While somatic mutations can be identified in most primary thyroid cancers, the identity of genes predisposing for the development of thyroid cancer is less certain. Because papillary thyroid cancer appears to be highly heritable in some populations, several research groups are interested in discovering the predisposing genes for its development, including those genes that may have low penetrance. Identifying genes that predispose to thyroid cancer may transform risk assessment for individual patients in the future. As reviewed by Vriens et al. (4), several groups have identified genes or gene loci associated with papillary thyroid cancer in families and in large populations. Although the biological impact of these potential predisposing genes is not yet certain, somatic mutations in BRAF, RAS, and RET gene rearrangements are well-defined thyroid cancer-causing genetic changes. The presence of these alterations and the differential expression of specific mRNAs and microRNAs have been used to classify thyroid tumors. Recently, several groups have applied analysis of common thyroid cancer–related gene mutations and profiles of mRNA and microRNA expression to thyroid nodule fine-needle aspiration samples to improve preoperative characterization. Nikiforova and Nikiforov (5) review the advances in molecular diagnostics and predictors of thyroid cancer and discuss application of these procedures to clinical practice.

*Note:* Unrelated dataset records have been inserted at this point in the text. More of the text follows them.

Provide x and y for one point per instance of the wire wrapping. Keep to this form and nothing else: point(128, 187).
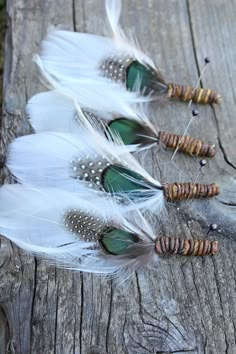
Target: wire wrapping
point(180, 191)
point(188, 93)
point(186, 247)
point(187, 144)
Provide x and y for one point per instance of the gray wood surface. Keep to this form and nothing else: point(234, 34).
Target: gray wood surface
point(182, 305)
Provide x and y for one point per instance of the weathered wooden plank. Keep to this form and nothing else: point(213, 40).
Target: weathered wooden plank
point(181, 305)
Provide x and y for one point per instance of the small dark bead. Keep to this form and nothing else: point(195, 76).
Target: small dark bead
point(202, 163)
point(213, 226)
point(195, 112)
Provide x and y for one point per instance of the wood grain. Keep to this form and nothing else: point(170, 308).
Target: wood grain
point(180, 306)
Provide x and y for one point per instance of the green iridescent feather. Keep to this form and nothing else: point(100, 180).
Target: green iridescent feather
point(118, 242)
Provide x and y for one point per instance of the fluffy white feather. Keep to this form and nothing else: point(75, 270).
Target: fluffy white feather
point(70, 62)
point(51, 111)
point(50, 159)
point(34, 219)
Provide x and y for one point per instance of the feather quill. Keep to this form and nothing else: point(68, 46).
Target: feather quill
point(88, 165)
point(69, 231)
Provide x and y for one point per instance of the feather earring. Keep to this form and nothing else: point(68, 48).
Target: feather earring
point(50, 111)
point(88, 164)
point(70, 232)
point(77, 61)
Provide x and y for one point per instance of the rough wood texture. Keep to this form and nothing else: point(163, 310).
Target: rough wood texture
point(183, 305)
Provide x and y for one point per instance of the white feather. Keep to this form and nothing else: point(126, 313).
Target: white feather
point(34, 220)
point(70, 62)
point(45, 159)
point(126, 43)
point(51, 111)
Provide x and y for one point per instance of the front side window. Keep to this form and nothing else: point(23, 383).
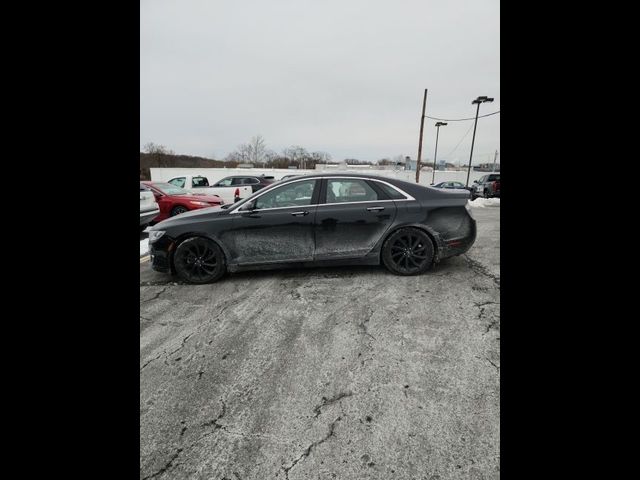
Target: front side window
point(169, 189)
point(342, 191)
point(296, 194)
point(178, 182)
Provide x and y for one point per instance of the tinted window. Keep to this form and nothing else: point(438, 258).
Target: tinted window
point(178, 182)
point(292, 195)
point(224, 183)
point(200, 182)
point(390, 191)
point(169, 189)
point(340, 191)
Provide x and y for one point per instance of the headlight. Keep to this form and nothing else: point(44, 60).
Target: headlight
point(154, 235)
point(469, 209)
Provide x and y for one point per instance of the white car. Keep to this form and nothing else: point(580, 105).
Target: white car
point(149, 208)
point(200, 184)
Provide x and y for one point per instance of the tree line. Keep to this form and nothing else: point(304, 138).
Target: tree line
point(254, 152)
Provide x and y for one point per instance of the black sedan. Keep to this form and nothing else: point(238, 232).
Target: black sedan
point(323, 219)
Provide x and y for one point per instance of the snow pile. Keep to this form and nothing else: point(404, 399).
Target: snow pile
point(485, 202)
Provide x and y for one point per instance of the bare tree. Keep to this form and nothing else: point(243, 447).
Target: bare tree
point(257, 149)
point(296, 155)
point(154, 148)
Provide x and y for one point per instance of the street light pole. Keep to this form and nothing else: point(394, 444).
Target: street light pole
point(477, 101)
point(435, 155)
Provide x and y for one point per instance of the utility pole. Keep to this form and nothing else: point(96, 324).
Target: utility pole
point(424, 104)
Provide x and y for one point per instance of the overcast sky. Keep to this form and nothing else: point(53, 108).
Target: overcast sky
point(345, 77)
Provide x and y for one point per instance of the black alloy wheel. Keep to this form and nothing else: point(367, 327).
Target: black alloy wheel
point(199, 260)
point(408, 251)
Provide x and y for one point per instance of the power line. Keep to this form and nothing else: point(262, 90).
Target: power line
point(461, 119)
point(454, 148)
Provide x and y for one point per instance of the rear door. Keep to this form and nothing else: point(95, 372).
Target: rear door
point(352, 216)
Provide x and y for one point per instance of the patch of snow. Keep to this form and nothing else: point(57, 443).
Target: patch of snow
point(485, 202)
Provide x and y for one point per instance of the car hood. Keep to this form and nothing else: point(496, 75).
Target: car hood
point(195, 196)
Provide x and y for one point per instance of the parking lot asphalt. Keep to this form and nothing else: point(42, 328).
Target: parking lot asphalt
point(328, 373)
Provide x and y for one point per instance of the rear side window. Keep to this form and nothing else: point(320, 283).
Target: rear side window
point(200, 182)
point(178, 182)
point(343, 191)
point(391, 192)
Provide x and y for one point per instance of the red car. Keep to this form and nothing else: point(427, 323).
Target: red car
point(175, 200)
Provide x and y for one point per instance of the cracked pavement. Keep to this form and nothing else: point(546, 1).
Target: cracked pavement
point(328, 373)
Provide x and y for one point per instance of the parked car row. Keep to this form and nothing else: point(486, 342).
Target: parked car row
point(161, 200)
point(487, 186)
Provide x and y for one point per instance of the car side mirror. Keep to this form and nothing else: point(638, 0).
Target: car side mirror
point(249, 206)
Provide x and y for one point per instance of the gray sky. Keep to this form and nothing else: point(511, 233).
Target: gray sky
point(346, 77)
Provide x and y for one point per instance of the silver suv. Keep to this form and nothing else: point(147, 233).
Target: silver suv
point(487, 186)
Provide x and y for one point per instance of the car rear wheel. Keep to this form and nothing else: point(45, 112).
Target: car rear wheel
point(408, 251)
point(178, 210)
point(199, 260)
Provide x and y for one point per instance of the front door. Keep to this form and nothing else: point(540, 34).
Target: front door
point(351, 218)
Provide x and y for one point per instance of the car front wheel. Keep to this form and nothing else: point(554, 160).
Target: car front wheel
point(199, 260)
point(408, 251)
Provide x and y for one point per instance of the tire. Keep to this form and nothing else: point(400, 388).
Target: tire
point(408, 251)
point(199, 260)
point(177, 210)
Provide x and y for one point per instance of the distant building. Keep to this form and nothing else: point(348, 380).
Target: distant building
point(409, 165)
point(486, 167)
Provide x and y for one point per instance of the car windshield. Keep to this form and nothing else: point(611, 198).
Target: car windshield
point(169, 189)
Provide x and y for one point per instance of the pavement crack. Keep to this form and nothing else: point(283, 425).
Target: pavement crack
point(491, 325)
point(484, 304)
point(166, 466)
point(328, 401)
point(156, 296)
point(184, 340)
point(362, 326)
point(149, 361)
point(215, 421)
point(308, 450)
point(479, 269)
point(496, 366)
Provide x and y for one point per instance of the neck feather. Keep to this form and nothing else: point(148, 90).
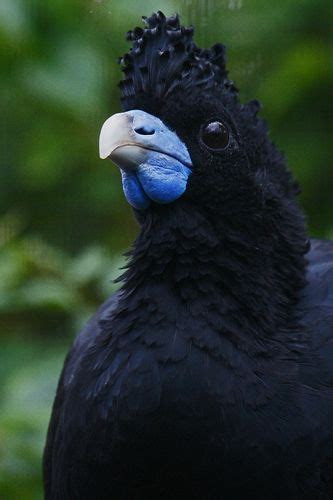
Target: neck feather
point(244, 279)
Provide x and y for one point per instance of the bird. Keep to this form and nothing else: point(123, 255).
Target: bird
point(209, 373)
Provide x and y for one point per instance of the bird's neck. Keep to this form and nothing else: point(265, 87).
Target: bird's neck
point(238, 278)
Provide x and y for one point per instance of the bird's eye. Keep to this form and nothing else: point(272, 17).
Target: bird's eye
point(215, 135)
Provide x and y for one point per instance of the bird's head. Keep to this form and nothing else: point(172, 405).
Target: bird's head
point(184, 135)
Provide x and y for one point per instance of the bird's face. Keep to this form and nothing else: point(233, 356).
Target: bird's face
point(189, 140)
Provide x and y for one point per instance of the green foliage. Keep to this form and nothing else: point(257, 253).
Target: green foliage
point(63, 218)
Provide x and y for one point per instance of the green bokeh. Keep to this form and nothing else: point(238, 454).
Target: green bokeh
point(63, 219)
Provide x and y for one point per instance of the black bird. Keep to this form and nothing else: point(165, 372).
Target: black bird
point(209, 375)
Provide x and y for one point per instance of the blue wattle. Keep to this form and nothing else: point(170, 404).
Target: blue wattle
point(133, 190)
point(159, 178)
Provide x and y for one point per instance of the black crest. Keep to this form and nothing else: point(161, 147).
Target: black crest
point(164, 57)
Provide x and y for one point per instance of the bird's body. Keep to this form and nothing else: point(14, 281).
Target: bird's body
point(209, 375)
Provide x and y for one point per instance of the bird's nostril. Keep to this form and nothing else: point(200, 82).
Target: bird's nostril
point(144, 130)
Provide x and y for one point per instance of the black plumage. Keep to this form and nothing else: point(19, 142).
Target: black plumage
point(209, 375)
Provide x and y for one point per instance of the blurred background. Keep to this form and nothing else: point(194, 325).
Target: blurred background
point(64, 222)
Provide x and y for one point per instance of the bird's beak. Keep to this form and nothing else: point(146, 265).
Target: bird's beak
point(154, 162)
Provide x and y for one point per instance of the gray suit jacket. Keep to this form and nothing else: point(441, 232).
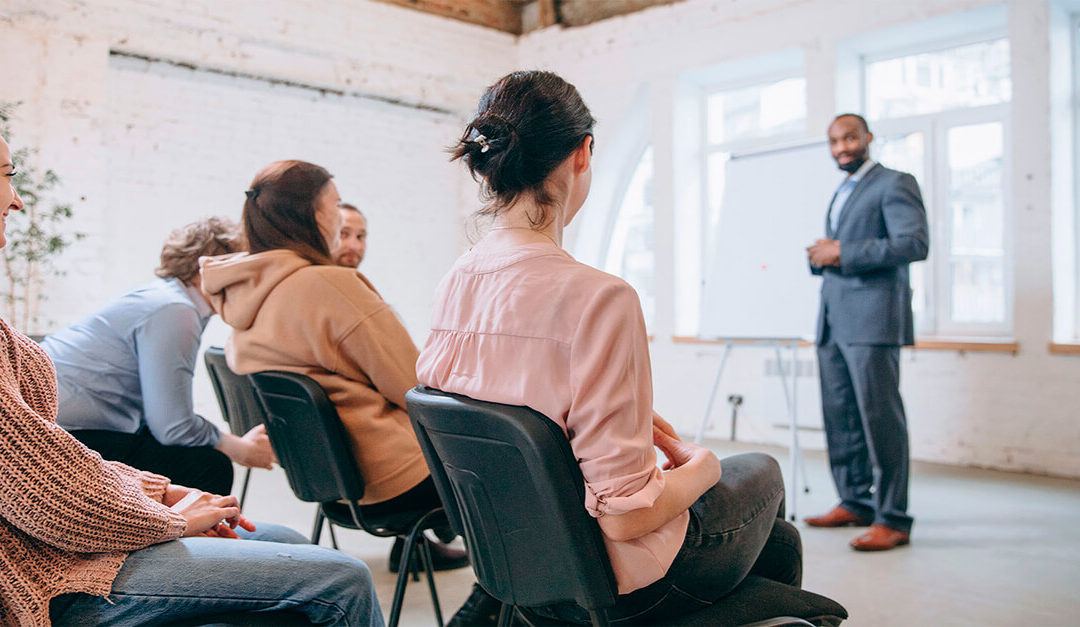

In addition to cytopathology and molecular analysis, ultrasound is another tool to characterize thyroid nodules. The expansion of thyroid ultrasound into everyday clinical practice has led to identification of many thyroid nodules that previously would have eluded clinical detection. Sipos (6) reviews the utility of ultrasound to classify nodules into risk categories for cancer. Additionally, she examines how ultrasound can be used to define the extent of primary surgery for thyroid cancer and to identify and treat recurrent or residual thyroid cancer within the neck. The extent of initial surgery for patients with papillary thyroid cancer is highly debated, particularly the role of so-called “prophylactic” central neck dissection for individuals without obvious nodal metastases. Sippel and Chen's comprehensive review of the data (7) brings into focus why the extent of surgery must be determined by balancing surgical risk against the likelihood of favorable patient outcomes. In the future this clinical decision may be guided by preoperative molecular analysis and imaging.

Following surgery for thyroid cancer, patients are often treated with radioiodine therapy. The risks and benefits of this treatment have been an ongoing focus of many research articles for decades. In his review, van Nostrand (8) expertly collates this information and provides a framework for clinicians to consider the need for ¹³¹I and dosing strategies based on the rationale for treating individual patients.

After little progress in the field, clinical trials are now studying molecular targeting treatment options for patients with anaplastic thyroid cancer or those who have defined thyroid cancer metastases that progress despite ¹³¹I therapy. In the final article of this special section, Schlumberger and Sherman (9) review recent data from clinical trials for patients with progressive thyroid cancer. They focus on several crucial aspects. These include efforts to 1) better define the correct patient population for enrollment in clinical trials, 2) determine the best therapeutic targets for progressive metastatic thyroid cancer, and 3) optimize design so that appropriate endpoints are measured to best identify activity that results in clinical benefit. Particularly interesting and important are the conundrums presented when using traditional measures to try to achieve sufficient statistical power for a study.

We have enjoyed bringing this special group of articles to the readers of Thyroid and hope they will find them timely and provocative. We believe the selected topics and their coverage by recognized experts will engage basic scientists, clinical researchers, and physicians caring for patients with thyroid cancer. It is essential that basic and clinical science develop and grow together to improve the care and outcome of patients with thyroid cancer.